Paper MI-TuA4
Charge Transport in Thin Films of a Molecular Spin-Crossover Compound

Tuesday, November 8, 2016, 3:20 pm, Room 102B

Spin-crossover in molecular complexes containing divalent Fe ions (six d-electrons) is a phenomena associated with a reversible change in the magnetic state (diamagnetic to paramagnetic and vice versa) as a function of temperature, pressure or optical excitation. In this study we demonstrate the growth of bis(1,10-phenanthroline)dithiocyanato iron (II) or Fe(phen)₂(NCS)₂ thin films, a well-known spin crossover material.
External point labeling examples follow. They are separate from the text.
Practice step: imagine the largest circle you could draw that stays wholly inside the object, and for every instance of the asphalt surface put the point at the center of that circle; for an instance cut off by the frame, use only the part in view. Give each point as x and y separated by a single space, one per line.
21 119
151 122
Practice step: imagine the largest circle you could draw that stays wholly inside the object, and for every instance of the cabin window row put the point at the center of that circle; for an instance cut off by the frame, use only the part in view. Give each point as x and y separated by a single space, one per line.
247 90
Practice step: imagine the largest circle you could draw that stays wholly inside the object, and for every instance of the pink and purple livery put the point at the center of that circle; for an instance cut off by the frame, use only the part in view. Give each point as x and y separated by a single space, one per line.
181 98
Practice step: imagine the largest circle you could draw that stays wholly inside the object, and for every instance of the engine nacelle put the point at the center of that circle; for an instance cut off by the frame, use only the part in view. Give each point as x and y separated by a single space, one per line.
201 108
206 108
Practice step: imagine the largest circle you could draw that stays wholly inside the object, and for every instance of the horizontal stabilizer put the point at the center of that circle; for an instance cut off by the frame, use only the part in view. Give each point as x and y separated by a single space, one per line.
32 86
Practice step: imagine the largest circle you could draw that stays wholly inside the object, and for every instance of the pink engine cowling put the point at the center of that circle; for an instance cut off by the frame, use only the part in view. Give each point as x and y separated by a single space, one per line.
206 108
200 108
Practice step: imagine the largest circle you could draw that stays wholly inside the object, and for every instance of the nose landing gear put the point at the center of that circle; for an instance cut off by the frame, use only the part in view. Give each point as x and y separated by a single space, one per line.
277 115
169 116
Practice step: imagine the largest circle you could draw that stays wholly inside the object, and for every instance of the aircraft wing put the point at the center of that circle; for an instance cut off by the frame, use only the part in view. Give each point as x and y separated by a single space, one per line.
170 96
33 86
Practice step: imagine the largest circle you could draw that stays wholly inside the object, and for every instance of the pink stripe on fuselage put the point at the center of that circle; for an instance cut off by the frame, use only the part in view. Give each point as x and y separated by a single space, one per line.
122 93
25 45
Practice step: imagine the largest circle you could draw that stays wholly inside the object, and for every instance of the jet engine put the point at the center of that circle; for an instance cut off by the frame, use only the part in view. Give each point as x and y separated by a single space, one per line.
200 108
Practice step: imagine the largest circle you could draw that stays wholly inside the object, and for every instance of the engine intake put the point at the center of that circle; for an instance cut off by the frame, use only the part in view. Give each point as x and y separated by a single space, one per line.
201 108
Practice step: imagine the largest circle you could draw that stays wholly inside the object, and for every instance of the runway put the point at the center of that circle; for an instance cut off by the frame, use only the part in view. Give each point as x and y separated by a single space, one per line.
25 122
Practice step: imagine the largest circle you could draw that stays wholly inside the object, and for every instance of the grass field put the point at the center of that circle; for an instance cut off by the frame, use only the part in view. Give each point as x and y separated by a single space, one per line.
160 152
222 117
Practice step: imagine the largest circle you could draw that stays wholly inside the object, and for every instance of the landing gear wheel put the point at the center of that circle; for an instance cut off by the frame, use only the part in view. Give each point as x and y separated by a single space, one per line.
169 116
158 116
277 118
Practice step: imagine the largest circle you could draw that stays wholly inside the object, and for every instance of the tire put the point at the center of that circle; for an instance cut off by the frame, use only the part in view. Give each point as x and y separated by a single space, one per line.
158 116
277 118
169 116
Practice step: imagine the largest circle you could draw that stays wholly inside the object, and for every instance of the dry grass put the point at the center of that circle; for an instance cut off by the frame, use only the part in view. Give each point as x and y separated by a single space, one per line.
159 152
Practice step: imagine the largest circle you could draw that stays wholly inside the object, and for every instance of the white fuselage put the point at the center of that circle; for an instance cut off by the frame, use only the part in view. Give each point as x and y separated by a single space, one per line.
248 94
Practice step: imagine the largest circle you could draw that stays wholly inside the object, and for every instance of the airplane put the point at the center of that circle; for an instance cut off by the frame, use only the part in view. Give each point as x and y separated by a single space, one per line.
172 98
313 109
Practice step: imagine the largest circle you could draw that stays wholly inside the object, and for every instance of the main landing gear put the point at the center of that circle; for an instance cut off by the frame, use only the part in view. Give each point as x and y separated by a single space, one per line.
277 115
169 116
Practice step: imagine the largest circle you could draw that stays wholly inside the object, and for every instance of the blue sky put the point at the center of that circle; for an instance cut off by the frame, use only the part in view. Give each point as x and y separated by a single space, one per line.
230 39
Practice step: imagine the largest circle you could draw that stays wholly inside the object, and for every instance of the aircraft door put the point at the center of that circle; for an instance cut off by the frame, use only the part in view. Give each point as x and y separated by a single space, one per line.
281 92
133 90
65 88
A detailed SQUID magnetometry and spectroscopic analysis using Raman, IR, UV-Vis, and XPS, indicates that the as-deposited films are largely a diamagnetic compound that can be best described as Fe(phen)₃(NSC)₂. Upon annealing the films under high vacuum, the diamagnetic compound can be converted into a paramagnetic compound, which is consistent with the formation of Fe(phen)₂(NCS)₂. The annealed films are polycrystalline as revealed by x-ray diffraction and exhibit a spin-crossover transition near 180 K. The DC electrical conductivity of these films was measured from 100-300 K. A small (but repeatable) change in the electrical conductivity was observed. An unequivocal interpretation of this observation is difficult because of competing factors. For example, the unit cell expands across the spin-crossover transition, the geometric structure of the molecule changes, and the frontier molecular orbital energies also change. The relative contribution of these factors will be discussed in detail.